Unfortunately, days before her first birthday Peyton became ill; when Shelley went to stand Peyton up in her cot she “just fell over”.

Peyton had a very large tumour which needed to be removed immediately.

The doctors then broke further devastating news that Peyton had suffered a massive stroke and that there was nothing they could do.

The lasting effects of a paediatric stroke can be life-changing —especially in those who develop a long term brain injury or physical disability.

Some, but not all, survivors of a stroke during childhood or perinatal stroke may develop conditions such as cerebral palsy, visual problems, hearing problems, speech and language difficulties, epilepsy and learning difficulties.

Shelley realised that because she had banked Peyton’s cord blood there were options available to her.

Peyton was able to access an experimental therapy and had her cord blood stem cells infused.

Since the infusion she no longer needs speech therapy. “100 per cent, she’s mentally fine”, said Shelley.

“It’s amazing.
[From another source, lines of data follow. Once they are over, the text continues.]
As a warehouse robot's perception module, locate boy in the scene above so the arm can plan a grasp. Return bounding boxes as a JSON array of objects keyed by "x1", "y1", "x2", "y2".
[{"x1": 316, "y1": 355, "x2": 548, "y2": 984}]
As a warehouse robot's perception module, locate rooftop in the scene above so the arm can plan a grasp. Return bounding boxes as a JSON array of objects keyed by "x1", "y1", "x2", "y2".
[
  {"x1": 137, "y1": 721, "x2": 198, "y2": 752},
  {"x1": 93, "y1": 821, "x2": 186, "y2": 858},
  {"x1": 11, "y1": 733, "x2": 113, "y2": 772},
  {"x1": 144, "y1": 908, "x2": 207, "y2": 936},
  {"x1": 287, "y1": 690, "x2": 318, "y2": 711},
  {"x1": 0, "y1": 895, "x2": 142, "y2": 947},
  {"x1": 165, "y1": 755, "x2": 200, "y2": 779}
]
If this is what we can achieve with cord blood reinfusion I want it available to more people; I want it available to anyone that wants it”, said Shelley speaking about cord blood.

Strokes occur in up to 13 per 100,000 children in the UK.

It is thought there are around 400 childhood strokes a year in the UK. 1 in 4,000 babies have a stroke at birth worldwide – this translates to around 200 strokes in babies a year in the UK alone.